Picture of Child Sexual Assault Victim

This picture shows the image of a child who was the victim of a sexual assault. This has been a major story in recent news. The showing of this image is more deviant than it is questionable. Given the information the police were provided, showing the image of the child was necessary. Usually, however the identity of sexual assault victims (especially children) are kept private. But again given the circumstances of this instance such as the unknown location of the girl and the perpatraitor, the child's safety was at risk. I think the showing of this image was very necessary in order to help close the investigation.
One concern that I have about the photo is that it is still up on some online news sites. I think now that the girl has been found "safe" her image should be removed, however sites such as the one included in this URL continue to make this image available to the public even after the girl was found.


questionable photo


This is an incredibly dramatic photo; and quite graphic.
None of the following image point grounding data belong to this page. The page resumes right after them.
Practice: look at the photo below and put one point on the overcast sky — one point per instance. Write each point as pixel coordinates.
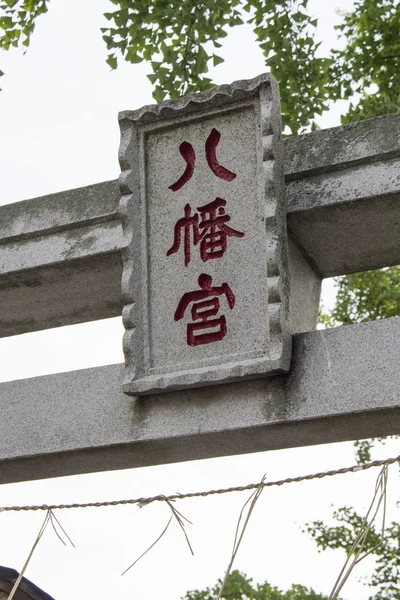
(59, 130)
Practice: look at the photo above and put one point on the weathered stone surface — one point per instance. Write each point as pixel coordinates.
(344, 384)
(339, 225)
(343, 194)
(198, 308)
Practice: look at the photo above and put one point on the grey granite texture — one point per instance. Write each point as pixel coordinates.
(344, 384)
(60, 255)
(245, 333)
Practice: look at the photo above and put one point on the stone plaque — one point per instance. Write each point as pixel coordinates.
(205, 283)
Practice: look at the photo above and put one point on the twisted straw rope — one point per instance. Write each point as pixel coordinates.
(177, 496)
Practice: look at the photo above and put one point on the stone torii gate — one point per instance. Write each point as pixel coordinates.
(61, 264)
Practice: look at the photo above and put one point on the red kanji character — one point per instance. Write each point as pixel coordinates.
(213, 229)
(204, 310)
(188, 153)
(187, 222)
(211, 149)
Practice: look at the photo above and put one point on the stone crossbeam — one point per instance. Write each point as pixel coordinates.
(60, 254)
(344, 384)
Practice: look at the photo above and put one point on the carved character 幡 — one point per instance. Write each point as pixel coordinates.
(207, 327)
(212, 231)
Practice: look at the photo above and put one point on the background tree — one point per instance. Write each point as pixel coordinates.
(180, 38)
(240, 587)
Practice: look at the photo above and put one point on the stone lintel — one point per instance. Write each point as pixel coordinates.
(81, 422)
(61, 254)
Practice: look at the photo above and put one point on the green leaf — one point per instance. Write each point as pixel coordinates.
(112, 61)
(217, 60)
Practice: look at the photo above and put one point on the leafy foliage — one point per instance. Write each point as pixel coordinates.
(386, 577)
(180, 39)
(240, 587)
(367, 296)
(369, 65)
(17, 22)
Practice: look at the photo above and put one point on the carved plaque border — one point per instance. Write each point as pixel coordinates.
(261, 92)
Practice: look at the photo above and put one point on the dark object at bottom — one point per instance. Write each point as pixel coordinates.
(26, 589)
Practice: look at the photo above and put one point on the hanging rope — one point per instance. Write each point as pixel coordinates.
(251, 486)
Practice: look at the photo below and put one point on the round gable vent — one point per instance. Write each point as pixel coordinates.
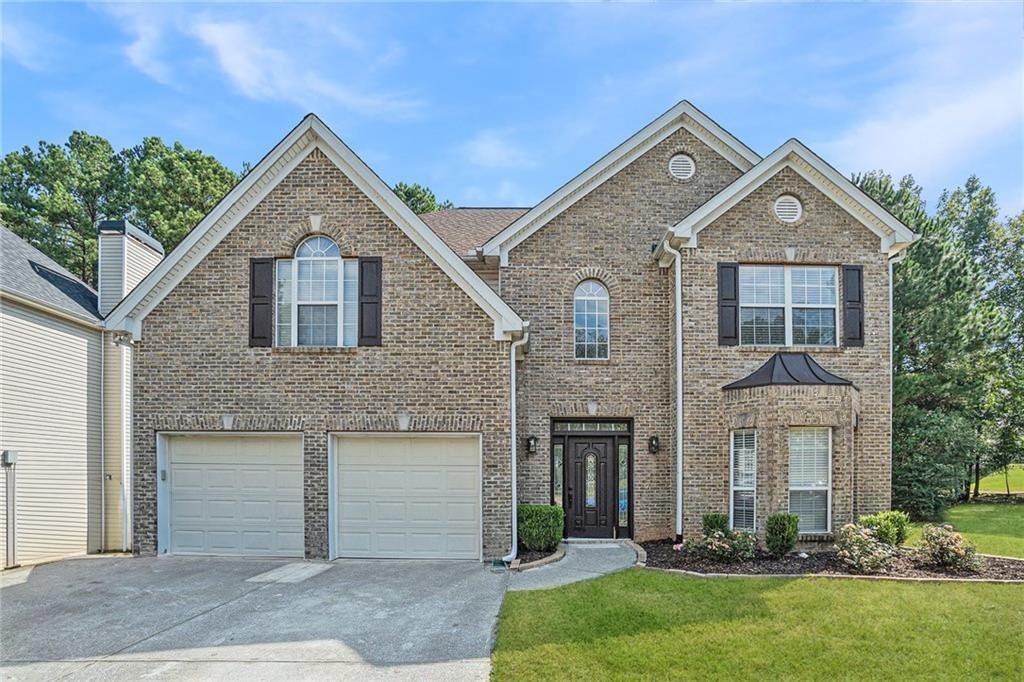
(682, 167)
(788, 208)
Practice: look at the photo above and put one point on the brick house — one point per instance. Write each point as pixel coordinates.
(318, 372)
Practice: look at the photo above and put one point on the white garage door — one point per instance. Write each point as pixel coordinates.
(236, 495)
(408, 497)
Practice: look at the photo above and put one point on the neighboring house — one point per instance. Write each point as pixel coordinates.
(683, 328)
(65, 398)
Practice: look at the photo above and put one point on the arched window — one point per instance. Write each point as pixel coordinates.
(590, 306)
(309, 289)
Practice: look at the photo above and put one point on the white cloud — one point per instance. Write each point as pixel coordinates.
(492, 148)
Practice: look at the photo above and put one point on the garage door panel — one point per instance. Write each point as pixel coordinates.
(408, 497)
(236, 495)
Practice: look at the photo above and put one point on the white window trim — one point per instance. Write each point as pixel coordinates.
(826, 488)
(606, 298)
(788, 306)
(339, 303)
(732, 484)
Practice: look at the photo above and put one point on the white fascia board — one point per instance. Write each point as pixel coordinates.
(129, 313)
(683, 115)
(892, 232)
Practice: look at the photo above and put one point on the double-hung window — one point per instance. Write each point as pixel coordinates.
(742, 476)
(792, 305)
(810, 477)
(317, 296)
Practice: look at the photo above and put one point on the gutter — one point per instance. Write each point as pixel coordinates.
(667, 246)
(514, 549)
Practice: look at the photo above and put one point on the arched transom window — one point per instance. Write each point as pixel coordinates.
(317, 296)
(590, 306)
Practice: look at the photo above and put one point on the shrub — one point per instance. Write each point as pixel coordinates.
(715, 521)
(724, 547)
(858, 548)
(890, 527)
(780, 534)
(541, 526)
(944, 547)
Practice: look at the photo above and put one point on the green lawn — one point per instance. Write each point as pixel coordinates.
(648, 625)
(995, 528)
(996, 483)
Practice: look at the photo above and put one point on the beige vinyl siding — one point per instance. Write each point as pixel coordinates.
(50, 374)
(112, 275)
(141, 259)
(117, 384)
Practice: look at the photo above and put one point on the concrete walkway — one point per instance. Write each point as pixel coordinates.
(583, 561)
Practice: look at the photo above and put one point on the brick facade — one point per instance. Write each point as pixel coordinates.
(194, 363)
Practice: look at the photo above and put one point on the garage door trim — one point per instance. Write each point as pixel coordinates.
(332, 476)
(163, 478)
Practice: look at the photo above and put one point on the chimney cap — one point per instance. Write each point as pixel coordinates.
(128, 229)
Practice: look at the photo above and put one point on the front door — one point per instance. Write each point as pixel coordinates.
(590, 486)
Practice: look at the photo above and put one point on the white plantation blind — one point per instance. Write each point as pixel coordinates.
(743, 478)
(788, 208)
(682, 167)
(810, 477)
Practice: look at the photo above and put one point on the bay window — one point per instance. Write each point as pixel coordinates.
(792, 305)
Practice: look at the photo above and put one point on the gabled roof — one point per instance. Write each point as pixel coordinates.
(34, 278)
(790, 370)
(465, 229)
(894, 235)
(683, 115)
(311, 133)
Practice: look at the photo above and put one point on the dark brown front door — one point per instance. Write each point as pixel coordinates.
(590, 486)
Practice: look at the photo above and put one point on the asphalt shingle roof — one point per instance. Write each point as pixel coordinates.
(467, 228)
(27, 271)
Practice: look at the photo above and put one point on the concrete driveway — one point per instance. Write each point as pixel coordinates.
(197, 617)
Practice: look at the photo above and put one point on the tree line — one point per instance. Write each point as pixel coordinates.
(958, 304)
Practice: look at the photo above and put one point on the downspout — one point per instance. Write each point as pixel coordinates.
(679, 386)
(514, 549)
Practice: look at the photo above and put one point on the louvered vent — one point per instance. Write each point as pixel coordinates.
(787, 208)
(682, 167)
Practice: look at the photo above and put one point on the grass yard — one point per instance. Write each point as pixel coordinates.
(647, 625)
(995, 527)
(997, 484)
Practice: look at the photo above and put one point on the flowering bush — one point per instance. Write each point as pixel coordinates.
(890, 527)
(724, 546)
(858, 548)
(944, 547)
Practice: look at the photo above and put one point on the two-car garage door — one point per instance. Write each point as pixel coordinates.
(399, 496)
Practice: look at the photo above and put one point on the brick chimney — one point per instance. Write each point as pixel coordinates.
(126, 256)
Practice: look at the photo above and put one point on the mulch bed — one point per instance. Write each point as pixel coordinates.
(527, 556)
(660, 555)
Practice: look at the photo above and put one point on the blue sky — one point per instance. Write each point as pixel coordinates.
(500, 104)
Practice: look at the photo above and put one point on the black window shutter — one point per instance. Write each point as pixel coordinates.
(370, 300)
(728, 304)
(260, 302)
(853, 305)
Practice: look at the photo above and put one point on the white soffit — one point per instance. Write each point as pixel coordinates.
(894, 235)
(309, 134)
(683, 115)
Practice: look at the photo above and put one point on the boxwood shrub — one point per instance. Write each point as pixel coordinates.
(780, 534)
(540, 526)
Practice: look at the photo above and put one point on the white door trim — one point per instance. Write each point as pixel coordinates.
(332, 481)
(163, 482)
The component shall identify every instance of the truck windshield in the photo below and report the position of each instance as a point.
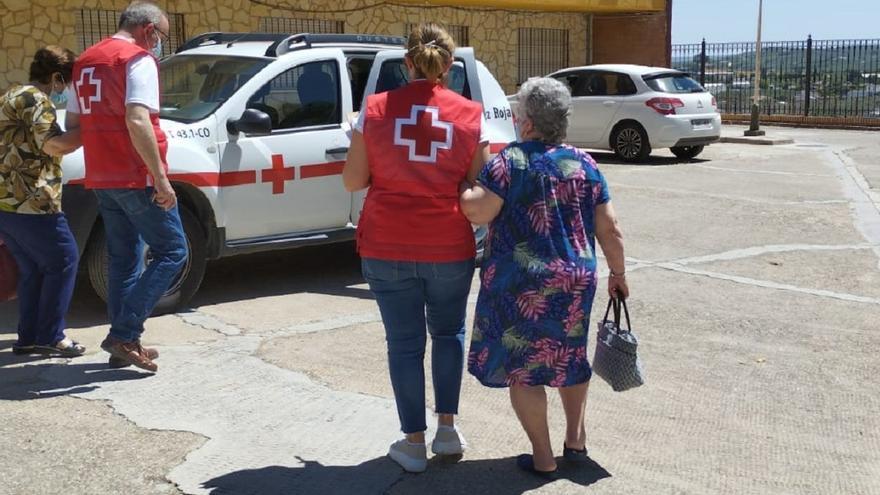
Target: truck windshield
(194, 86)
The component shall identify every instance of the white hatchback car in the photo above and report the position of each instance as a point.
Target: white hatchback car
(632, 109)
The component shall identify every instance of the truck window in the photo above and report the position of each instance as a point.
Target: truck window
(194, 86)
(305, 96)
(358, 73)
(394, 74)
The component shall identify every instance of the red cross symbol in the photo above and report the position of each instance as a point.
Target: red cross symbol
(423, 133)
(88, 91)
(278, 174)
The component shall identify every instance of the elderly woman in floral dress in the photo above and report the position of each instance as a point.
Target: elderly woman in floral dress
(545, 203)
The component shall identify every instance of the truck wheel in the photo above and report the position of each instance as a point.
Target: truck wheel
(184, 286)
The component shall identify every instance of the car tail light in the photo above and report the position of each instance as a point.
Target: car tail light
(665, 106)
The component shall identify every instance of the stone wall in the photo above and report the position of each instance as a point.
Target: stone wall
(26, 25)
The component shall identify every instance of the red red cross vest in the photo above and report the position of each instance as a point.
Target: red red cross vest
(99, 79)
(420, 142)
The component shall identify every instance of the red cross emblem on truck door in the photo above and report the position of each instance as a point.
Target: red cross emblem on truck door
(88, 92)
(278, 174)
(423, 133)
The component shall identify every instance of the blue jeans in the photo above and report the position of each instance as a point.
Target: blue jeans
(46, 255)
(131, 218)
(412, 296)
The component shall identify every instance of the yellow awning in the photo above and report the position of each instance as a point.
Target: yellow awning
(596, 6)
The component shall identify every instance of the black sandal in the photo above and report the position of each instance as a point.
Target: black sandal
(527, 463)
(64, 348)
(22, 350)
(574, 455)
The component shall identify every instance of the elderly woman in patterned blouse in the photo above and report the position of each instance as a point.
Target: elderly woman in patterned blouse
(31, 222)
(545, 203)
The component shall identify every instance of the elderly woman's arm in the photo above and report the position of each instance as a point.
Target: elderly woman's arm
(611, 239)
(356, 174)
(479, 204)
However, I think it tells an important story and is important to include in the article. The United States was sending a very specific message about their work in Iraq, and the picture captures this message effectively. It was on the first page of the story, and there was no prior warning to readers.
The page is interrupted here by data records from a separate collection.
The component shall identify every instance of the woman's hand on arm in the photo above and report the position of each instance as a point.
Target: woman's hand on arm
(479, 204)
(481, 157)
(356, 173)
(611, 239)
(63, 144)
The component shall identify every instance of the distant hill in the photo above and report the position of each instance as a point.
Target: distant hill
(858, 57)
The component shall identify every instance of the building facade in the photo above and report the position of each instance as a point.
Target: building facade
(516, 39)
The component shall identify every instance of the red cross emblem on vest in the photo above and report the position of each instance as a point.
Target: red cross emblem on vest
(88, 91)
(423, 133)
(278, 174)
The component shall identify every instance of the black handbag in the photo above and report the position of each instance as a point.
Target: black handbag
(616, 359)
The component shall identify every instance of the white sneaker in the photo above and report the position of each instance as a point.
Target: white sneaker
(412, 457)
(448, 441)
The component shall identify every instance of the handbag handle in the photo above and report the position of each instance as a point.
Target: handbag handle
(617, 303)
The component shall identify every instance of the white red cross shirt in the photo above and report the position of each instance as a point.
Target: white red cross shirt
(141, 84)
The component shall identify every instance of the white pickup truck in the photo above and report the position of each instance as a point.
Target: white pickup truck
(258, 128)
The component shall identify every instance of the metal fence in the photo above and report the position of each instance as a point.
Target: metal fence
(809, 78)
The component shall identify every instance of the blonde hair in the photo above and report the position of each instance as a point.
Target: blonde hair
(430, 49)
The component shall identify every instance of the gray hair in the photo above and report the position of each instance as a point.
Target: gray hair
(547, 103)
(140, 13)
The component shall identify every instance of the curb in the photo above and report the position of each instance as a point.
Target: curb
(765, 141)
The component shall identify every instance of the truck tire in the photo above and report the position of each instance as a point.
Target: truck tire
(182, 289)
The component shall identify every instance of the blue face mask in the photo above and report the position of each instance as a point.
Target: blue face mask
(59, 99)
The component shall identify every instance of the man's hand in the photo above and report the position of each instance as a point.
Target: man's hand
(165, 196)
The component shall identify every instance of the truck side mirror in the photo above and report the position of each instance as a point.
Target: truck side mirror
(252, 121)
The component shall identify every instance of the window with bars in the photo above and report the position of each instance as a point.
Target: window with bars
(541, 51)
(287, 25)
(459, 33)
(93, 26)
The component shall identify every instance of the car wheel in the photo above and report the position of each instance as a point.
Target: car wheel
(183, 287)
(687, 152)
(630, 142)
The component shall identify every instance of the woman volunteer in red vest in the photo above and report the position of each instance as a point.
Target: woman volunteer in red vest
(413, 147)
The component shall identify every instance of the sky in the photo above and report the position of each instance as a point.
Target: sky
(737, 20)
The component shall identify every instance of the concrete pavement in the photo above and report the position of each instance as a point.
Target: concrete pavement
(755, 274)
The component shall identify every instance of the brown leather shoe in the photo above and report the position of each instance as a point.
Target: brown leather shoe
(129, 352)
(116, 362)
I don’t know if it is graphic “enough” to warrant an advisory to the public; perhaps it could be on the second page of the article after one click. Violent pictures are not always bad; this one illustrates a few important points. It shows the news that al-Zarqawi is dead and also conveys how the U.S. is publicizing this information. Although seeing a dead body is certainly shocking, some of the shock value has been reduced because it is a photo of a photo. It could be a "questionable" photo, but I think it's acceptable.


2004 Tsunami Photographs

Hundreds, if not thousands, of photographs showing the devastation of the 2004 tsunami in South Asia inundated the media following the disaster. On Dec. 28, 2004, both the New York Times and the Washington Post emphasized the loss of children with their front page photographs.
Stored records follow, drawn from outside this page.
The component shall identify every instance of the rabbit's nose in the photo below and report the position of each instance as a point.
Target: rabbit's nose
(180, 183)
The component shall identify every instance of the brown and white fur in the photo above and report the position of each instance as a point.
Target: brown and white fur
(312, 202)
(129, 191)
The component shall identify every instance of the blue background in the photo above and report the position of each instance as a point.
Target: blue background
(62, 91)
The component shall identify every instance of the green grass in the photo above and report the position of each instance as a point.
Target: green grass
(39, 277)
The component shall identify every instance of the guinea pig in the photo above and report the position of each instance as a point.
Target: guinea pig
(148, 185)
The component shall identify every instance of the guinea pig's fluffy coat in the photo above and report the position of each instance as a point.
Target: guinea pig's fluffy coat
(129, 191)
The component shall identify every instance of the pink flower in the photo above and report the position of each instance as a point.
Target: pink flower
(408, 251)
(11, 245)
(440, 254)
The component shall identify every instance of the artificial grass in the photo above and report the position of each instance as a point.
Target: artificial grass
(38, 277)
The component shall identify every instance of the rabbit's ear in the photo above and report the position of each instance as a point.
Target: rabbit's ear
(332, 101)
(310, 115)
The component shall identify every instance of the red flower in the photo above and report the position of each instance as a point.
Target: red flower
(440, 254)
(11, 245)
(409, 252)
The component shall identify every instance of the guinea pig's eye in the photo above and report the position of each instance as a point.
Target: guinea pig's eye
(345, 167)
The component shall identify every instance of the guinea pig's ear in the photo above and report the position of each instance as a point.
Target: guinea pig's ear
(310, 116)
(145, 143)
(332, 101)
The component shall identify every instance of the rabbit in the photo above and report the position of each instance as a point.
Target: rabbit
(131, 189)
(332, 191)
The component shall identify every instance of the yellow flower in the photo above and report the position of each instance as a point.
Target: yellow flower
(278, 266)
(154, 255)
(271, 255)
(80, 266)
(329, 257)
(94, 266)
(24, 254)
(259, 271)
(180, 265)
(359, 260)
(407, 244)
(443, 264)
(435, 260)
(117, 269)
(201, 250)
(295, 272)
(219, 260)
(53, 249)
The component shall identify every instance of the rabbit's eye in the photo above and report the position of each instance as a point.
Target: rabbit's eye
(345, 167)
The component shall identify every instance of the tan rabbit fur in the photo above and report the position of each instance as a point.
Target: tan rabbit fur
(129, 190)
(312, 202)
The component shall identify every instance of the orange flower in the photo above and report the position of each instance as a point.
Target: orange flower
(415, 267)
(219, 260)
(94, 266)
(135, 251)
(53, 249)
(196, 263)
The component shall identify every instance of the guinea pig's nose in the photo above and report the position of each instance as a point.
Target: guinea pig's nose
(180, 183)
The New York Times took up almost the entire front page above the fold with this photograph, to which many people took offense. The Washington Post led with this photograph, also placed above the fold on the front page. I think the Washington Post made the better decision in this case because its picture conveyed more emotion while still maintaining poignancy and taste. Instead of relying on the shock value that comes with the dead bodies of children in the Times' photo, the Posts's photo appropriately conveys the deep sense of loss and devastation without possibly offending individuals the minute they see the front page.

When I found these pictures online, they didn't come with any warnings, especially not the New York Times' photograph. The Washington Post has a slide show under the Photos from the Disaster tab of images from the disaster. The slide show does come with a warning to viewers of violent or graphic content. When scrolling through the photos, I didn't find anything offensive; although dead bodies were shown, they were covered or wrapped in tarp. I personally don't think the warning is necessary, but it is always better to be cautious than to misjudge a readers' reaction. As an editor I would always want to err on the side of caution, so I would keep the warning label on this slide show.

I think it is important to convey to readers the true gravity of any situation, which is why I would keep the pictures in this slide show online, even though they contain dead bodies. However, I believe in maintaining taste and decency, which is why I would not publish the the New York Times' photo in print or online.